Croce's big breakthough came in 1972 when he signed a three-record deal with ABC Records.  That same year, he released two albums, You Don't Mess Around with Jim and Life and Times.  The title track from You Don't Mess Around with Jim was released as a single and it reached the U.S. Top Ten.  Another song from the album, "Bad Bad Leroy Brown" became a huge hit.  By August of 1973, "Bad Bad Leroy Brown" was the #1 song in the United States.  Jim toured the country and appeared on television several times.  He was a guest host on the then-popular late night music program The Midnight Special

To watch  video of Jim singing "Bad Bad Leroy Brown" on The Midnight Special, click on the link below.

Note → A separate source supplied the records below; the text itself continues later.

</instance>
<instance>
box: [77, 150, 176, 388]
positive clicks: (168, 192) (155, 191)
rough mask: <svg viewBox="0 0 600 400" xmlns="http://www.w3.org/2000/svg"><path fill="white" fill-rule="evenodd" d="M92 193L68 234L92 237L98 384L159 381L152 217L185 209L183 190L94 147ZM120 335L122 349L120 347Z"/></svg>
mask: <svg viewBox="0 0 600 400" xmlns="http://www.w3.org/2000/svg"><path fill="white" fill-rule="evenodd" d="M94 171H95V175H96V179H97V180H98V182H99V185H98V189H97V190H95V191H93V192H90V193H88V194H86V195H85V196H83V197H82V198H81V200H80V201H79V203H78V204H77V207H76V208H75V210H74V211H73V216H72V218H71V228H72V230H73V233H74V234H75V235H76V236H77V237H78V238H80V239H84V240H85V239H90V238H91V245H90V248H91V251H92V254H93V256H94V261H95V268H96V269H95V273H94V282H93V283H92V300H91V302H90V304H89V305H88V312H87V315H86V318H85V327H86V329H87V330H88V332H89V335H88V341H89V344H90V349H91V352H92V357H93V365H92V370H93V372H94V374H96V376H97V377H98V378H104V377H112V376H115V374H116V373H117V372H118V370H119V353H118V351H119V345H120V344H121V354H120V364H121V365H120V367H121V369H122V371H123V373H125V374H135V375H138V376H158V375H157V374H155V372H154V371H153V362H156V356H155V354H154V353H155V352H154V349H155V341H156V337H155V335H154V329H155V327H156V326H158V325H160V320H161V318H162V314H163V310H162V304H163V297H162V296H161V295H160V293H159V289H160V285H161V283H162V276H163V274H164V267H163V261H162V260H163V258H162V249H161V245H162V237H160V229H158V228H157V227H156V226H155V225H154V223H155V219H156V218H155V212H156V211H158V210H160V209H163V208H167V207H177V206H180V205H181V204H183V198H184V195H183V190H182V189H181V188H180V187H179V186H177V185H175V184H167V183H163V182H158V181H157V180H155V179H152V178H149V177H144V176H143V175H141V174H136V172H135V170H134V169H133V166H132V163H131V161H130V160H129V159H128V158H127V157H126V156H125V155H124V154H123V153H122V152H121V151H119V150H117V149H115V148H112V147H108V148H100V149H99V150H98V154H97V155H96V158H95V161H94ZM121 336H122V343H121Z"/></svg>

Jim Croce's "Time in A Bottle" was featured as the theme in the opening and closing credits of the ABC made-for-television" movie She Lives!, which aired on September 12, 1973.  The next day, radio stations across the U.S. were inundated with requests for the song.  Jim would never see "Time in A Bottle" climb to the top of the charts.  He died only eight days later, another in a list of singers and musicians who have been killed in accidents while travelling on small planes.  The list includes Patsy Cline, Buddy Holly, The Big Bopper, Ritchie Valens, Rick Nelson, John Denver, Stevie Ray Vaughan, Otis Redding and Ronnie VanZant, Steve Gaines and Cassie Gaines of the group Lynyrd Skynyrd.


Ingrid Croce owns and operates a restaurant dedicated to her late husband.  It is located in the historic Gaslamp Quarter of San Diego, California.  It is called Croce's Restaurant & Jazz Bar and it was opened in 1985.

Jim and Ingrid's son, A.J. Croce, is a musician.  He is an accomplished songwriter and pianist.  On September 28th, just eight days from now, Adrian will turn 40 years old.  According to his website biography, A.J. lost his eyesight temporarily in early childhood due to a brain tumour.  From the ages of four to ten, he gradually regained his vision.  A.J.'s website refers to a wife and children, but does not mention any details such as names, dates or ages.